Semyon claims that all of Mahler’s symphonies are difficult; there’s not one note of his music that’s easy—and there’s proof.

“There’s a recording that he made as a pianist. Believe it or not, but in the beginning of the 20th century, people were already able to record sound. He recorded the first two movements of the Fifth Symphony and a movement of the Fourth Symphony, and we’re still able to listen to it today—it still exists. When you listen to it and look at the score, you see that the expression with which he plays is impossible to notate in phrasing. Phrasing is when we say something, and we can say the same thing in many different ways—it’s exactly the same in music.”

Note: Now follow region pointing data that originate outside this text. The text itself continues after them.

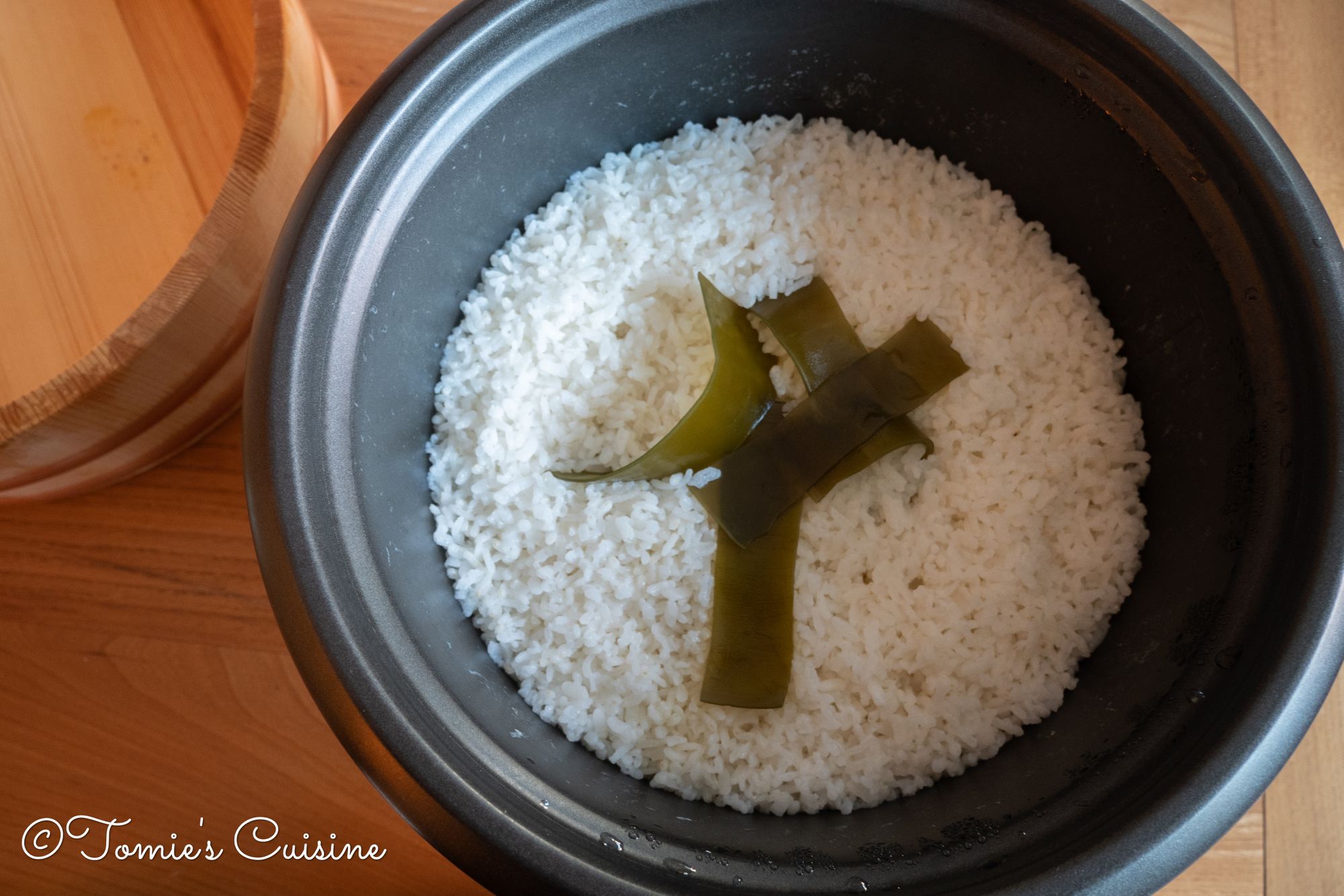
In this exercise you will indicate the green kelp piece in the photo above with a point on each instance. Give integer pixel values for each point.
(734, 401)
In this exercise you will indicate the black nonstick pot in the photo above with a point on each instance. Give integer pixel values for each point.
(1151, 170)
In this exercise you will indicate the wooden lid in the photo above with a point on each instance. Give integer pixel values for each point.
(146, 170)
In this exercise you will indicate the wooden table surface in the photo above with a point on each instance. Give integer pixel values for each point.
(144, 676)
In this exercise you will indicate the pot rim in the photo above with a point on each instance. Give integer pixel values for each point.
(292, 496)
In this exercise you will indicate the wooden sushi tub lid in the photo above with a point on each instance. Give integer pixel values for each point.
(150, 154)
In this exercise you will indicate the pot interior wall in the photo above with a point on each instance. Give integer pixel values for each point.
(1166, 244)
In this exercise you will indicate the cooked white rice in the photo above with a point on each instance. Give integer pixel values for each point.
(941, 604)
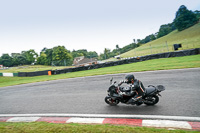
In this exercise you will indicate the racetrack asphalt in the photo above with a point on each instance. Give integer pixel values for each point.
(85, 95)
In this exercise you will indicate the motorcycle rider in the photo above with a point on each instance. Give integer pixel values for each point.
(135, 86)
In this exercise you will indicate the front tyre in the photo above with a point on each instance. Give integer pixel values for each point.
(111, 101)
(151, 100)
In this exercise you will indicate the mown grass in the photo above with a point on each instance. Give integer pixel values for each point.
(189, 38)
(43, 127)
(150, 65)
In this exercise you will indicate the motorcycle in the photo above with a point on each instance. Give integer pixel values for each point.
(117, 94)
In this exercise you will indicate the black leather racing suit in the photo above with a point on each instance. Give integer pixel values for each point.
(136, 86)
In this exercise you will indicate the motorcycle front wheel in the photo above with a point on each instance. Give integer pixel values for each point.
(111, 101)
(151, 100)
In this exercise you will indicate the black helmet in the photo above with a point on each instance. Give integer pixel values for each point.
(129, 78)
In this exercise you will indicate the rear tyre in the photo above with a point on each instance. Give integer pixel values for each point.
(111, 101)
(151, 100)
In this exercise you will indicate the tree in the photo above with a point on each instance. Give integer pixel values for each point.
(6, 60)
(106, 53)
(184, 18)
(62, 56)
(165, 29)
(92, 54)
(18, 59)
(30, 56)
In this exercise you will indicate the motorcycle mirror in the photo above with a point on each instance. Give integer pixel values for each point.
(111, 80)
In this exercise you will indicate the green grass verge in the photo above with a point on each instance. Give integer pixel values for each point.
(150, 65)
(189, 38)
(43, 127)
(31, 68)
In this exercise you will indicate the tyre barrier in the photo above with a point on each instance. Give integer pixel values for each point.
(114, 63)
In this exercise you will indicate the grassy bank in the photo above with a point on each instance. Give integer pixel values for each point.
(32, 68)
(189, 39)
(43, 127)
(150, 65)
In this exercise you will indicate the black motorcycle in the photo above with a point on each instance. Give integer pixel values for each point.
(117, 94)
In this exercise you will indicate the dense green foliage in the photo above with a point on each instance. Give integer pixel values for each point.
(185, 18)
(60, 56)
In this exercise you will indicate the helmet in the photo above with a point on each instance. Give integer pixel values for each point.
(129, 78)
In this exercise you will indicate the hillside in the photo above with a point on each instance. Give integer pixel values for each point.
(189, 38)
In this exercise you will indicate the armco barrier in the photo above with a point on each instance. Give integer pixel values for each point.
(31, 74)
(131, 60)
(9, 74)
(114, 63)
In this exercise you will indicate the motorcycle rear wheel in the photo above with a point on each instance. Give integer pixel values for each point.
(151, 100)
(111, 101)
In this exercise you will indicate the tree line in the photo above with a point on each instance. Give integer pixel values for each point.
(184, 19)
(60, 56)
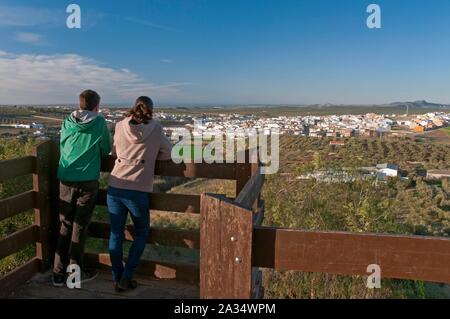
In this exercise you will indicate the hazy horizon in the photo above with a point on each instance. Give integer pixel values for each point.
(215, 53)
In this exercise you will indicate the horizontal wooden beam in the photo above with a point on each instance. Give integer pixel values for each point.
(190, 170)
(15, 205)
(164, 270)
(16, 167)
(251, 191)
(159, 236)
(17, 241)
(401, 257)
(18, 277)
(179, 203)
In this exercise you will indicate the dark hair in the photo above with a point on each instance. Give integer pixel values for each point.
(89, 100)
(142, 111)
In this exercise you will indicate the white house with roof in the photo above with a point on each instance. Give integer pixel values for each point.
(387, 170)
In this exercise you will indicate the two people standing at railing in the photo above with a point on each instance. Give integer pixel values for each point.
(138, 142)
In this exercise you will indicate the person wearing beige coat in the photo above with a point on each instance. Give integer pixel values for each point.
(139, 141)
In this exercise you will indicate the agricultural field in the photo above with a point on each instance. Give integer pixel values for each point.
(413, 206)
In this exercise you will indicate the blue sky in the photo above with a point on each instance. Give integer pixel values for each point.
(226, 51)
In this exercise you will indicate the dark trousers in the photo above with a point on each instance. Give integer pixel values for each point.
(77, 203)
(120, 203)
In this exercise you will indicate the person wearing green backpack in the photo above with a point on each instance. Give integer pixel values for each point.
(85, 139)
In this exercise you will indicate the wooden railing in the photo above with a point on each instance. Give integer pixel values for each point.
(233, 245)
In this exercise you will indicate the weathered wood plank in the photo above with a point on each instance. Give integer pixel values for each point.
(180, 203)
(159, 236)
(16, 168)
(257, 288)
(15, 205)
(41, 185)
(250, 193)
(160, 269)
(225, 249)
(191, 170)
(402, 257)
(17, 241)
(18, 276)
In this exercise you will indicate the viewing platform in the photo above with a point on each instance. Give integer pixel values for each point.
(231, 242)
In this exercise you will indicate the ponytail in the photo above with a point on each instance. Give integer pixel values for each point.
(142, 111)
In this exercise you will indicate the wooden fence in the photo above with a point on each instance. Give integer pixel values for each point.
(233, 245)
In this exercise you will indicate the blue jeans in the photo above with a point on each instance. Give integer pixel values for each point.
(120, 202)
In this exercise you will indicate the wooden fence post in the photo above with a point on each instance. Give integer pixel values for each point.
(226, 232)
(43, 185)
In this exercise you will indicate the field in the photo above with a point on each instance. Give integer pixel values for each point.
(413, 206)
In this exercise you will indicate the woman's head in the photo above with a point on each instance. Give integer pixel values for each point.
(142, 111)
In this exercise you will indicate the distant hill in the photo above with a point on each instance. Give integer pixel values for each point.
(419, 105)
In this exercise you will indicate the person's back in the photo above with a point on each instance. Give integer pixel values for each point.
(137, 147)
(138, 142)
(84, 140)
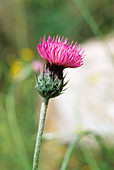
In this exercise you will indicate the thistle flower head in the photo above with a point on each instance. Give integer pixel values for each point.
(58, 52)
(58, 55)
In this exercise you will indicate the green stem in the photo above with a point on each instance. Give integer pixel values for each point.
(71, 148)
(40, 133)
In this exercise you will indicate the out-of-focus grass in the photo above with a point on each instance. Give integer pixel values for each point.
(22, 24)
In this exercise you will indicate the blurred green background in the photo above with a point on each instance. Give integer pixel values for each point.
(22, 23)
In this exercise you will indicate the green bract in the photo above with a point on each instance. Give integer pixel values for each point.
(49, 85)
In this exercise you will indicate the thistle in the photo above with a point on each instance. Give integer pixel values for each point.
(58, 55)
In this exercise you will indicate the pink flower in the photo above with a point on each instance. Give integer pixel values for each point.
(58, 52)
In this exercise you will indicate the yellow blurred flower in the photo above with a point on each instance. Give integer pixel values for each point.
(16, 68)
(10, 58)
(27, 54)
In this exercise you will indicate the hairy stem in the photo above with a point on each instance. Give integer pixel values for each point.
(40, 133)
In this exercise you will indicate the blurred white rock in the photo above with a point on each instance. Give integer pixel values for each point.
(88, 103)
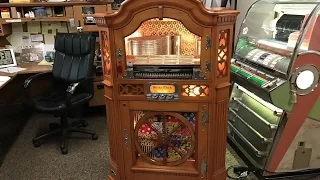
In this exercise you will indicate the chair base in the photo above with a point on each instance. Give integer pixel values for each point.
(63, 129)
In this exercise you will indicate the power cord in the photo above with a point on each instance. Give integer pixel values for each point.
(242, 172)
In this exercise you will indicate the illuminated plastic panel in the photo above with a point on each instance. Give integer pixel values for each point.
(163, 42)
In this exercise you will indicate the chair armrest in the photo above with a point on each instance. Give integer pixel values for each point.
(28, 81)
(73, 86)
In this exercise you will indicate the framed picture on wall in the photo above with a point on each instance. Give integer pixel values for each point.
(33, 53)
(87, 13)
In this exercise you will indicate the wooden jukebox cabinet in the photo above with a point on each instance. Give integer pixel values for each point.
(166, 76)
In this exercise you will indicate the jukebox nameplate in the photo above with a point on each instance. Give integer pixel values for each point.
(162, 92)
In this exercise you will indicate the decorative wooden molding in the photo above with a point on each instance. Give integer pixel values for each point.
(131, 89)
(226, 19)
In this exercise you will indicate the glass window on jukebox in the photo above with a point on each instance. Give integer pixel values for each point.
(162, 42)
(311, 32)
(272, 27)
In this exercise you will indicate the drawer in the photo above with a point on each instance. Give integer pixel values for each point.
(98, 98)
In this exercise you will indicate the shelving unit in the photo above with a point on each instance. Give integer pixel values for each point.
(69, 11)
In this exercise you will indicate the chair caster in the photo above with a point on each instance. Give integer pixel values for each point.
(94, 136)
(36, 143)
(64, 151)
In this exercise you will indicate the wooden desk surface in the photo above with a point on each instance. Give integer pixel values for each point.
(31, 68)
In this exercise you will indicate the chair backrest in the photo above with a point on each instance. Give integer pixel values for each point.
(74, 56)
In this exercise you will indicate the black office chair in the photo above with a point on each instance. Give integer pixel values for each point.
(72, 85)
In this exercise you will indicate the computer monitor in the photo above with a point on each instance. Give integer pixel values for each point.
(7, 58)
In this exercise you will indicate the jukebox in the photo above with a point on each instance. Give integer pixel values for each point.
(166, 76)
(274, 110)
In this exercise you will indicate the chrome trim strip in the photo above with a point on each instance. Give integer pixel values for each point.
(300, 39)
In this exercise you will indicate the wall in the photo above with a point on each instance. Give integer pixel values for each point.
(22, 34)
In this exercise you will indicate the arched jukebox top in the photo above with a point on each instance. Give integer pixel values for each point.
(166, 39)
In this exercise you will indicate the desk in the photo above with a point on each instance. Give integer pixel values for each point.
(31, 68)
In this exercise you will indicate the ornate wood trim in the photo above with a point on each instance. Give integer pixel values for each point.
(195, 9)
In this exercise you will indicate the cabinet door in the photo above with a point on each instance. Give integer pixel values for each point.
(83, 16)
(164, 137)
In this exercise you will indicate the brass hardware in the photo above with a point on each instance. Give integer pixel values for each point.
(205, 117)
(207, 66)
(112, 172)
(126, 138)
(208, 42)
(203, 167)
(302, 157)
(120, 54)
(160, 11)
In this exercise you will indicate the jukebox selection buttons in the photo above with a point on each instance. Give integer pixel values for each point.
(154, 96)
(162, 97)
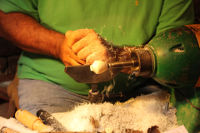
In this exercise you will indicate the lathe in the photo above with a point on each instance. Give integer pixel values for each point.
(171, 58)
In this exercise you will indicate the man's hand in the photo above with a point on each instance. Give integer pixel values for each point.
(82, 46)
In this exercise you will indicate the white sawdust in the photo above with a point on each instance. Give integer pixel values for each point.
(140, 114)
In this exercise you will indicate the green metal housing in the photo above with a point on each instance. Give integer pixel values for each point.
(177, 58)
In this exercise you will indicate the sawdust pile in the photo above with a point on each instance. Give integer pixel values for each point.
(15, 125)
(140, 114)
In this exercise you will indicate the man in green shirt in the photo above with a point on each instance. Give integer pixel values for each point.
(38, 27)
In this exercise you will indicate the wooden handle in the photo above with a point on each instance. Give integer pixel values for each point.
(31, 121)
(7, 130)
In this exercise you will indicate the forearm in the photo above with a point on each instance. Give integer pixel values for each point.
(29, 35)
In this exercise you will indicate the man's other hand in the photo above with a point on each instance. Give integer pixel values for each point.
(82, 46)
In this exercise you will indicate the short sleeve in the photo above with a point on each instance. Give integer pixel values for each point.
(28, 7)
(175, 13)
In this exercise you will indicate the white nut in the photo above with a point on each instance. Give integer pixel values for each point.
(98, 67)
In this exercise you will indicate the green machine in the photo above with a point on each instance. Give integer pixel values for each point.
(171, 58)
(177, 58)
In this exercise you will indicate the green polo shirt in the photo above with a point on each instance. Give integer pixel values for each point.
(122, 22)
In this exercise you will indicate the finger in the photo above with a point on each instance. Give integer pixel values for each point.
(92, 47)
(72, 55)
(84, 42)
(97, 56)
(74, 36)
(70, 61)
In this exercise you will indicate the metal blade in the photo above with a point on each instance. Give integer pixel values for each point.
(83, 74)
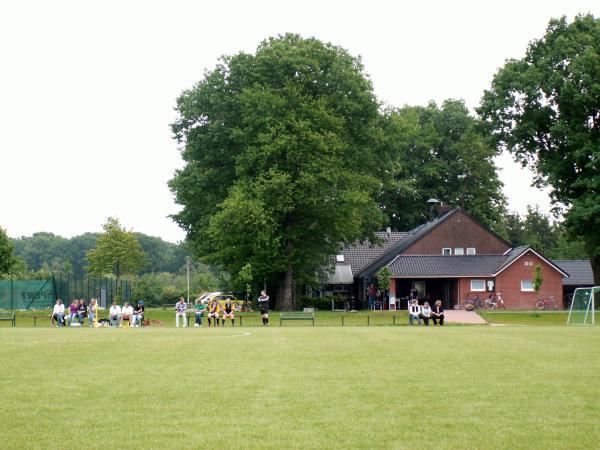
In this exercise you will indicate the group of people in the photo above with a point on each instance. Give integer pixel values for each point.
(133, 315)
(425, 313)
(78, 311)
(217, 313)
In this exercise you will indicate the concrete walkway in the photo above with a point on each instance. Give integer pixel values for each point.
(462, 316)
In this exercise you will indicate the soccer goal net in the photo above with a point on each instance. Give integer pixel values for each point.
(583, 305)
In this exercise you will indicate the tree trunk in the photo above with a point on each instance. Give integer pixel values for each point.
(595, 262)
(285, 297)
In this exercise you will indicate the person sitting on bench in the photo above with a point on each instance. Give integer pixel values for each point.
(114, 314)
(127, 313)
(58, 314)
(81, 311)
(138, 315)
(213, 313)
(228, 309)
(426, 313)
(414, 312)
(437, 313)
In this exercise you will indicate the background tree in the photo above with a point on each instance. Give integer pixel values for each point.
(279, 149)
(437, 152)
(545, 110)
(117, 253)
(7, 259)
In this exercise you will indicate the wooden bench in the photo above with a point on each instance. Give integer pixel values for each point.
(12, 317)
(306, 314)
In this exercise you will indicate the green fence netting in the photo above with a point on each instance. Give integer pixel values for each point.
(39, 294)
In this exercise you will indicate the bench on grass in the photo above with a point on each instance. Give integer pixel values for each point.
(12, 317)
(306, 314)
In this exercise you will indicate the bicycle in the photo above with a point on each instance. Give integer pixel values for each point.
(494, 301)
(475, 301)
(545, 303)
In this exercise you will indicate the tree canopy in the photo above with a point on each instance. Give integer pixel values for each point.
(437, 152)
(117, 252)
(545, 110)
(280, 154)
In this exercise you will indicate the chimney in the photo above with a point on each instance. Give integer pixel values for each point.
(433, 202)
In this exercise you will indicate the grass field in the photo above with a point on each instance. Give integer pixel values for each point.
(328, 318)
(300, 387)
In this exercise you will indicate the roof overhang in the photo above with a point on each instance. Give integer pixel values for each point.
(341, 275)
(547, 261)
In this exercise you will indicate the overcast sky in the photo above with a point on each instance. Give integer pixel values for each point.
(87, 89)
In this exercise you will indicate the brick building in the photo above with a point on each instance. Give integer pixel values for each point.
(448, 258)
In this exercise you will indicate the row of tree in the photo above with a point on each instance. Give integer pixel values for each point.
(290, 156)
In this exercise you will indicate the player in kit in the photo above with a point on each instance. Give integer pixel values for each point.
(213, 313)
(228, 309)
(263, 304)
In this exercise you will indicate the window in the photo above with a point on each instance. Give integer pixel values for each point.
(527, 285)
(477, 285)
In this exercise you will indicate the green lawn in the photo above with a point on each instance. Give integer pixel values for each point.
(299, 387)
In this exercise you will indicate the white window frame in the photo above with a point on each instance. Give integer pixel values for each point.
(482, 289)
(529, 289)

“Every musical sentence can be expressed in a number of different ways, but the composer has very limited ways of notating the expressions simply because the note will have a value but the same note that will have the same value—when it’s printed—should not necessarily have the same time to it as another, and the composer cannot notate that. So notation is rather approximate. And when one listens to Mahler and the expression with which he plays, one realises just how difficult it is.

 

A masterful conductor 

Not only was Mahler a great composer, but he was also a tremendous conductor. 

“When you look at the scores he wrote, the amount of information that he gives to us, those who have to conduct his works, is overwhelming. Only a conductor who knew what he wanted and how to achieve it could write it that way. In Beethoven’s time, the composers would give us very little information. Though Beethoven gave us a lot more information than the composers who preceded him, it was still much more limited, compared to the amount that someone like Mahler gives us. Only a conductor could have done it.”


Handwritten score to the Tenth Symphony 

What kind of information does he mean? “He would give you directions about dynamics, phrasing, orchestration, all of which are incredibly complex. The kind of colours that he brings out in an orchestra is just tremendous. And you know, practically all his life, when he would compose something, he would come back to it and change the orchestration because as he would conduct his own works, he would hear certain things not the way he wanted them to be and so he would change them in order to achieve the kind of sound he wanted.”

The only other composer who was also an extraordinary conductor, according to Semyon, was Richard Strauss, who happened to be a close friend of Mahler's.  

 

The art of conducting 

“Conducting requires total obsession. You can compare studying a score to studying a human being. You meet someone you become passionate about and then discover more and more about the person and the more complex they are, the more you’re passionate about them and the more you want to discover."


Semyon Bychkov. Image via Musacchio & Ianniello 

"Sure, people change, they don’t stay the same throughout their whole life—the values will remain but the temperament and the way of being will be changing throughout life, and so the music remains the same but since we change, the way we connect to it and the way we find it is always different. The greater the work the more different angles of it that we discover.”

“It’s a never-ending process of discovery. And you have to be obsessed with that piece to the point that you can convey it with the same conviction and obsession to your colleagues who make music, and then that, in turn, will communicate itself to the audience. It's a process that never stops.”